Weather: Australasia/South Pacific

Water – or the lack of it – has everything to do with the weather across this vast realm where the Pacific and Indian Oceans meet. The island continent of Australia and its much smaller neighbours are surrounded by mammoth stretches of sea. If you took a globe and shifted it so New Zealand were at the top, all of the world's other big land areas (except Antarctica) would lie across the bottom half.

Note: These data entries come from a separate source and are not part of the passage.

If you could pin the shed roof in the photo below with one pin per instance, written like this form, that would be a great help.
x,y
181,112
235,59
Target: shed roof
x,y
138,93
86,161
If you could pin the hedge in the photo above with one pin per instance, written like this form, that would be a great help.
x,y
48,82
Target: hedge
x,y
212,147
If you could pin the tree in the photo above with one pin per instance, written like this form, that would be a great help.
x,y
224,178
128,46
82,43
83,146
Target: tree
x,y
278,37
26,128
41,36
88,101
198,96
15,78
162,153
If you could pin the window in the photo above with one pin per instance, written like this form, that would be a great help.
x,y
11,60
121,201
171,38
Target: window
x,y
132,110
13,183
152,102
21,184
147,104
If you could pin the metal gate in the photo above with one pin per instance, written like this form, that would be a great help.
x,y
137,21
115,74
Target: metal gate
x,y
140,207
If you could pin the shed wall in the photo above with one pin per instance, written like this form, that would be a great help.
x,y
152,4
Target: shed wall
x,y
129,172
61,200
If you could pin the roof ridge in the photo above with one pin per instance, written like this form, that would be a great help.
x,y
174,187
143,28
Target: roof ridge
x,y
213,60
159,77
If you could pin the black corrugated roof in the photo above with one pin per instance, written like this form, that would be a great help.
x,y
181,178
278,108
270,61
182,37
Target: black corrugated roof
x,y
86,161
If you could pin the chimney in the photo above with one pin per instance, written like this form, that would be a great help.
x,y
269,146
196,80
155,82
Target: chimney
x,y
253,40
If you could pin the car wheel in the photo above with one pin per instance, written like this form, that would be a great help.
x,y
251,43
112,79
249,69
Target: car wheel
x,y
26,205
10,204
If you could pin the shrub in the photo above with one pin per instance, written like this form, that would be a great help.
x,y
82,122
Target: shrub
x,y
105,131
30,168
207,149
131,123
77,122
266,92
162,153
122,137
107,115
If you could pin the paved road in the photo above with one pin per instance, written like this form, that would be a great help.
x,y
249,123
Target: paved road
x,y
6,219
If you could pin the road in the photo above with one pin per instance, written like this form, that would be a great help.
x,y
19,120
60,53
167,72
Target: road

Given all the water lapping at its shore, it's ironic that Australia is the driest of the world's six settled continents. Most of the Australian coastline gets a healthy dose of rain each year, but inland it's a different story. There's no mountain range high enough to wring out moisture on the same scale as the Andes, the Rockies or the Alps. Moreover, Australia sits astride the 30° latitude band, where the world's great deserts cluster. All this leads to the infamously barren Outback, where you can drive for hours without seeing a single tree. Outback weather doesn't just occupy a piece of Australia – it dominates the vast bulk of it. More than 80 percent of the land area sees average highs above 33°C/91°F in mid-summer, although less than a million of the country's 20 million residents live in this zone. Sensibly, Australians prefer to congregate along the coast: near Perth, between Adelaide and Melbourne, and along the east coast from Sydney to Cairns.

Far to the southeast, New Zealand is a more authentic child of the Pacific. Like Japan, it's a set of mid-latitude islands that experience frequent day-today weather shifts from the westerlies encircling the globe. But while Japan is close enough to China for cold waves to blast through, yet far enough south for tropical heat to build in, New Zealand is insulated by its isolation. Its sheer distance from land areas, even from Australia, keeps things on the mild side. Average temperatures in Christchurch, on the South Island, are strikingly similar to London's (taking into account a six-month flip of the seasons, of course). The North Island is a touch warmer, but the main variations in New Zealand weather aren't so much north-to-south as east-to-west: rain and snow are far heavier on the western slopes than they are on the east. From New Zealand to the equator, the southwest Pacific is peppered with hundreds of islands that range from volcanic peaks to flat-as-a-pancake atolls. The weather across this zone is close to the quintessential tropical ideal, albeit a bit on the moist side. Tropical cyclones are a threat, although they're somewhat less common than across the northwest Pacific. Most of the rains are in the afternoon downpour category. Temperatures rarely dip below 18°C/64°F or rise above 32°C/90°F.